He scanned page one. He saw nothing of the airplane crash which Leslie had mentioned. Nor was there anything on page two or three.

He scanned to the index and saw nothing there. Then, meticulously, he began again at page four, ready to read every headline on every item in that day's edition. At the bottom of page eight in a quarter-column story hidden in a corner, he saw it. CARACAS TO MIAMI FLIGHT MISSING, read the small headline. 39 ABOARD. Thirty- nine lives, relegated to page eight. The story gave virtually no details, nor any list of passengers.

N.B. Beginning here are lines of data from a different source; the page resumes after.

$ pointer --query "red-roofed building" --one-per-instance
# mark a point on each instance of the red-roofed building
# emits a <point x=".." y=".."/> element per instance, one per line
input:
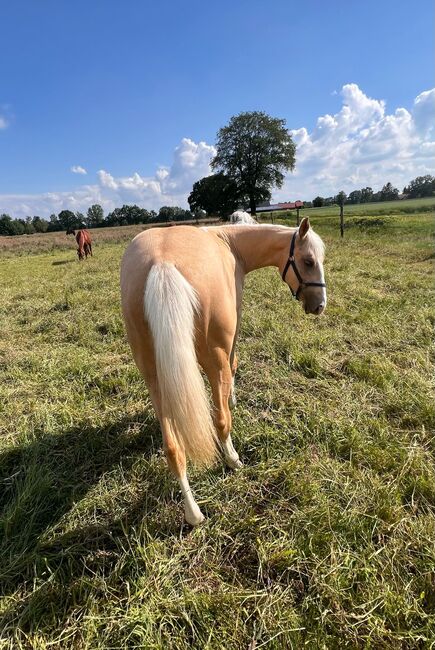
<point x="281" y="206"/>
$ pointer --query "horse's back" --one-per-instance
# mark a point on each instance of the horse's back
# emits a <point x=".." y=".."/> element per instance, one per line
<point x="203" y="259"/>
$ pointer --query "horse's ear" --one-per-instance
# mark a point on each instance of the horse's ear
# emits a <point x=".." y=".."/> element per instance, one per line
<point x="304" y="227"/>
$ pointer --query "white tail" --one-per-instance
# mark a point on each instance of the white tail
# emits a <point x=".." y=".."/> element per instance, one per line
<point x="170" y="305"/>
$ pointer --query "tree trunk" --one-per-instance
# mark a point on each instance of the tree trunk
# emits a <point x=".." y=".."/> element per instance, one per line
<point x="252" y="206"/>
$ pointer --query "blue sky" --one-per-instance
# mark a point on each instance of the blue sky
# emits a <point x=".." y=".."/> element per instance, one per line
<point x="134" y="92"/>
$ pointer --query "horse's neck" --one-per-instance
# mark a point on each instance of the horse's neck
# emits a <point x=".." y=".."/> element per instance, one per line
<point x="259" y="246"/>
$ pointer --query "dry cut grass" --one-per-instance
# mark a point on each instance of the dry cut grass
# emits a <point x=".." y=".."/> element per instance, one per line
<point x="326" y="538"/>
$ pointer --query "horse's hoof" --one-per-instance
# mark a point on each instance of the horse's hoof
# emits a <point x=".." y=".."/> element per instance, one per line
<point x="234" y="464"/>
<point x="194" y="518"/>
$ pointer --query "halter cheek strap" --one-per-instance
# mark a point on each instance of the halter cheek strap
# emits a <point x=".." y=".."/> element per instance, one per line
<point x="291" y="262"/>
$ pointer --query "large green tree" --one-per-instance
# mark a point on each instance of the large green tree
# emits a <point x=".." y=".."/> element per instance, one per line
<point x="95" y="216"/>
<point x="216" y="194"/>
<point x="420" y="186"/>
<point x="255" y="150"/>
<point x="389" y="193"/>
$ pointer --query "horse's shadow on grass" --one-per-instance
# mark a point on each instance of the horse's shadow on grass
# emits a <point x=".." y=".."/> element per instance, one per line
<point x="41" y="482"/>
<point x="61" y="262"/>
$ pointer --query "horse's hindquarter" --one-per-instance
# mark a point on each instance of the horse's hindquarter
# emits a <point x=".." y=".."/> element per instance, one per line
<point x="204" y="261"/>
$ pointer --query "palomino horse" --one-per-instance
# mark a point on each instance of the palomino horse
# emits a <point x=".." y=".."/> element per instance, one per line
<point x="84" y="244"/>
<point x="181" y="300"/>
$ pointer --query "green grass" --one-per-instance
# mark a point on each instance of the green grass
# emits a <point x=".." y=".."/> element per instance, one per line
<point x="381" y="209"/>
<point x="326" y="538"/>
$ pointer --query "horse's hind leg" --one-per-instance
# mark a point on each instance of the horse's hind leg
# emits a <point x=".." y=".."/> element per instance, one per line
<point x="234" y="365"/>
<point x="174" y="451"/>
<point x="176" y="457"/>
<point x="220" y="376"/>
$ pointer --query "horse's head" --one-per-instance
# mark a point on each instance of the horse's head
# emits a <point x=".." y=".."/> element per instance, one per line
<point x="303" y="271"/>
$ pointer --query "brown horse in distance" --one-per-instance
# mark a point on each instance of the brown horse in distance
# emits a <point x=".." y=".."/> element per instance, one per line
<point x="84" y="243"/>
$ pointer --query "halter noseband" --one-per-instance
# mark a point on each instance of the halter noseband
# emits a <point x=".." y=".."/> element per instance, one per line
<point x="291" y="262"/>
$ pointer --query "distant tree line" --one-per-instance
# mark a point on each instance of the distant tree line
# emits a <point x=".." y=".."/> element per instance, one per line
<point x="94" y="218"/>
<point x="420" y="187"/>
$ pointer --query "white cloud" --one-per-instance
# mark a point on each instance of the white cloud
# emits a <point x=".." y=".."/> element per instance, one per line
<point x="77" y="169"/>
<point x="169" y="186"/>
<point x="362" y="144"/>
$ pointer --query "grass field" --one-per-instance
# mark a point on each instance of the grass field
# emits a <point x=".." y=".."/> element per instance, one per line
<point x="325" y="539"/>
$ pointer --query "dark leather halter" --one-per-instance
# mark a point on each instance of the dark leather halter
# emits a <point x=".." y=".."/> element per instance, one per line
<point x="291" y="262"/>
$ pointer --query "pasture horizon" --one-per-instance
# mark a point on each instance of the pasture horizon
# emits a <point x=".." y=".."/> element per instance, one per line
<point x="325" y="538"/>
<point x="84" y="121"/>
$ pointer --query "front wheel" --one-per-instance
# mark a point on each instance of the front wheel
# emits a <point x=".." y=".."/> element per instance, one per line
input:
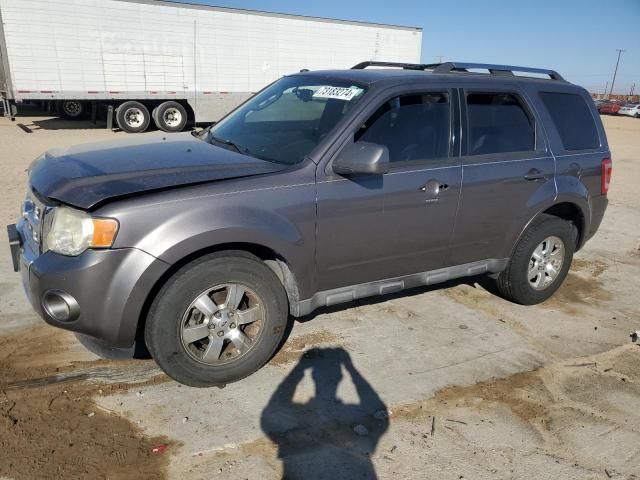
<point x="540" y="261"/>
<point x="217" y="320"/>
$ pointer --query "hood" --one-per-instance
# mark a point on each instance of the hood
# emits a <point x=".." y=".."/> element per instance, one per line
<point x="86" y="175"/>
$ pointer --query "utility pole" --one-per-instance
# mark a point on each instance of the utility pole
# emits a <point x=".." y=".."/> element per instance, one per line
<point x="616" y="70"/>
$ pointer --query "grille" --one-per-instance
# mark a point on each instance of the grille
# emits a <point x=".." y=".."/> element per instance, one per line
<point x="33" y="212"/>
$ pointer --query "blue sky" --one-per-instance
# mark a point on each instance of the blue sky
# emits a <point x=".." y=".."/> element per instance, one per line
<point x="578" y="38"/>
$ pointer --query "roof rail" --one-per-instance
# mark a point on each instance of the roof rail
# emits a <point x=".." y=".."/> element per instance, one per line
<point x="404" y="66"/>
<point x="458" y="67"/>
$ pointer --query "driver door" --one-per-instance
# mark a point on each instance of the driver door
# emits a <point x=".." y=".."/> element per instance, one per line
<point x="373" y="227"/>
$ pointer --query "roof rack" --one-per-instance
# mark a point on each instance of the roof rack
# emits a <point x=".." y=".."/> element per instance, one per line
<point x="404" y="66"/>
<point x="459" y="67"/>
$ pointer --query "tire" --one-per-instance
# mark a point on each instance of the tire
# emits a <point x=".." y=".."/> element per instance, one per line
<point x="72" y="109"/>
<point x="517" y="283"/>
<point x="170" y="117"/>
<point x="133" y="117"/>
<point x="174" y="316"/>
<point x="103" y="350"/>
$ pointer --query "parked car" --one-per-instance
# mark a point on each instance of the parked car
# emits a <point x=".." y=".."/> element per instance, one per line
<point x="631" y="110"/>
<point x="323" y="188"/>
<point x="610" y="108"/>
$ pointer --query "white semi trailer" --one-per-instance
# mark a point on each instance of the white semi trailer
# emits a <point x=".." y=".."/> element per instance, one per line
<point x="167" y="62"/>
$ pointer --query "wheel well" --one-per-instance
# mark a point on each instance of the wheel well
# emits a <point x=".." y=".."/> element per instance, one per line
<point x="571" y="213"/>
<point x="272" y="259"/>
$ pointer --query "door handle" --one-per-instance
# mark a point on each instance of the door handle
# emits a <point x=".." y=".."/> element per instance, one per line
<point x="534" y="174"/>
<point x="434" y="187"/>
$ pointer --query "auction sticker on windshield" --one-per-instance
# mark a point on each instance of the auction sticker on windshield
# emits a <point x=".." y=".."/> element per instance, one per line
<point x="338" y="93"/>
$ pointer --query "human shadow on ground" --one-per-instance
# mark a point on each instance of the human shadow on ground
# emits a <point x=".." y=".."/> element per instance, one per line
<point x="316" y="440"/>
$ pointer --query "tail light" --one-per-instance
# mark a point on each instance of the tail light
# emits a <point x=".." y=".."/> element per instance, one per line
<point x="605" y="176"/>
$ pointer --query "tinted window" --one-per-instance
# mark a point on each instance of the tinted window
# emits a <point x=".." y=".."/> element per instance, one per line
<point x="412" y="127"/>
<point x="573" y="120"/>
<point x="498" y="123"/>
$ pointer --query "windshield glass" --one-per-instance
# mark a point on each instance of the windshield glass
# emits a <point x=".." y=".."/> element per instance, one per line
<point x="287" y="120"/>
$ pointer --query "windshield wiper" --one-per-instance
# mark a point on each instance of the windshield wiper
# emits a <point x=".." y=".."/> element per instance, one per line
<point x="235" y="146"/>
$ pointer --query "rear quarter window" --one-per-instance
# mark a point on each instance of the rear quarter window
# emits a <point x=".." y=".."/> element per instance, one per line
<point x="573" y="120"/>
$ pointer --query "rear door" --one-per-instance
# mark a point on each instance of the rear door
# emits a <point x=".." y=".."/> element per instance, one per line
<point x="373" y="227"/>
<point x="508" y="171"/>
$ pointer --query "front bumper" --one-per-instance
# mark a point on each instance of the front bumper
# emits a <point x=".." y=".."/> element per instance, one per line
<point x="110" y="287"/>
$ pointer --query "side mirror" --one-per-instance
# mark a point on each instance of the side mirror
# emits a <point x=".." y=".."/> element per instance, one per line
<point x="362" y="158"/>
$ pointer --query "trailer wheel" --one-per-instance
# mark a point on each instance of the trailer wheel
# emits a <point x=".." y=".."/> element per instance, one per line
<point x="132" y="117"/>
<point x="72" y="109"/>
<point x="170" y="117"/>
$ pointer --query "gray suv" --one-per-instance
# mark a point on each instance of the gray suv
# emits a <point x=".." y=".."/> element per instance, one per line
<point x="324" y="187"/>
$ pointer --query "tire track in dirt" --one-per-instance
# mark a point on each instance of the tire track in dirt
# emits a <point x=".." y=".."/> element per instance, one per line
<point x="50" y="427"/>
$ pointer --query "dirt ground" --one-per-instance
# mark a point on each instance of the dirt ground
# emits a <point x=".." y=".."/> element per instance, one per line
<point x="447" y="382"/>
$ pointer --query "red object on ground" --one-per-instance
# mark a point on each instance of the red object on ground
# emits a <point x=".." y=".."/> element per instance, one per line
<point x="159" y="450"/>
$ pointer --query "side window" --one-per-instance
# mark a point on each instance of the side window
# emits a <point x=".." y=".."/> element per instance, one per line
<point x="498" y="123"/>
<point x="572" y="119"/>
<point x="413" y="127"/>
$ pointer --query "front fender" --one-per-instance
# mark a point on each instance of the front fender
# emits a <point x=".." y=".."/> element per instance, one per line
<point x="280" y="219"/>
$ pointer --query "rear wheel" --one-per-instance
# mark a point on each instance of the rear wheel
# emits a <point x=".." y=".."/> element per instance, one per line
<point x="540" y="262"/>
<point x="170" y="117"/>
<point x="72" y="109"/>
<point x="217" y="320"/>
<point x="132" y="117"/>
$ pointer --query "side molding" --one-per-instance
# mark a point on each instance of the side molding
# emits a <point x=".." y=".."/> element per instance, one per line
<point x="381" y="287"/>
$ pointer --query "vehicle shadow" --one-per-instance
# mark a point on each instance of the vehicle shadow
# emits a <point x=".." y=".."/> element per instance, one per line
<point x="325" y="438"/>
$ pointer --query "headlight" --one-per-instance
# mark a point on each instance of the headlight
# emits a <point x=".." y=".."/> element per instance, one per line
<point x="73" y="231"/>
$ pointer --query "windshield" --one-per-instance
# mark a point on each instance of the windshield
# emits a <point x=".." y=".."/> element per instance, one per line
<point x="287" y="120"/>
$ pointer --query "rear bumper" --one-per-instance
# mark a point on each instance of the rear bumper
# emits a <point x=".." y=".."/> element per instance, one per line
<point x="598" y="207"/>
<point x="108" y="289"/>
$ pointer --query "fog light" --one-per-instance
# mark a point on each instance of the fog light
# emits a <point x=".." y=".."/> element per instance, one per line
<point x="60" y="306"/>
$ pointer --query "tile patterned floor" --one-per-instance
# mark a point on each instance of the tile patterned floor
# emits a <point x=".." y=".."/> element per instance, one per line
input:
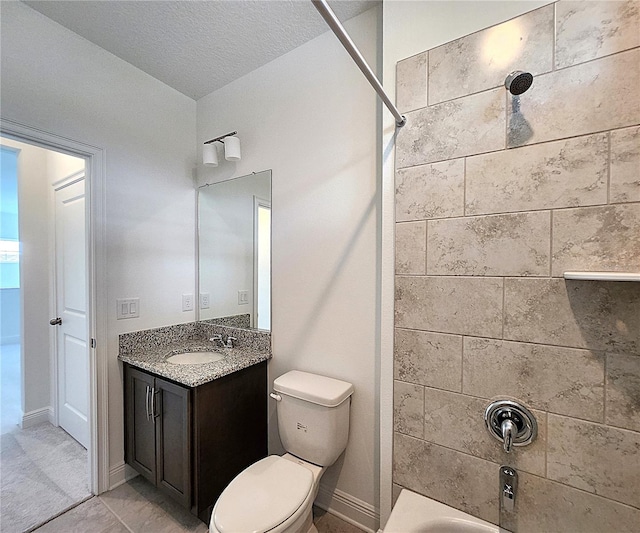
<point x="137" y="507"/>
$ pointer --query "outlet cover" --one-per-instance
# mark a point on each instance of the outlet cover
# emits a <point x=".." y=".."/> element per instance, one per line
<point x="187" y="302"/>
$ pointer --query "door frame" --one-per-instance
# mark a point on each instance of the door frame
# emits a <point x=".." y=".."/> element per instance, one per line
<point x="95" y="220"/>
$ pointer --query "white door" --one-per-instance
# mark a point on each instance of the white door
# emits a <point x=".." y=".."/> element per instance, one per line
<point x="71" y="306"/>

Thomas moved quickly to the next day's edition.

There, this time on page twelve, he found a further elaboration.

The Avianca flight had crashed sixty minutes after takeoff, going down in clear weather into the Caribbean. The final sentence of the short article implied that sabotage had not been ruled out as a reason for the crash.

Thomas anxiously cranked the microfilm spool for the next edition's coverage. But there was none. Nor was there any further mention of the crash in any succeeding day's Times.

He sat there for several minutes trying to draw some implication from the way the story had evaporated from the newspaper. Then he returned the spool and prowled through a microfilm index and directory until he found what else he wanted.

The Miami Herald. For the same dates.

In the Miami newspaper the crash had made the front page, since several Florida residents were lost in the crash. On page two of the Herald of June 16, Thomas found what he'd been seeking all along.

A passenger list.

Anxiously he read down. It was alphabetical. He quickly skipped through to the middle. To the M's. Then he saw it.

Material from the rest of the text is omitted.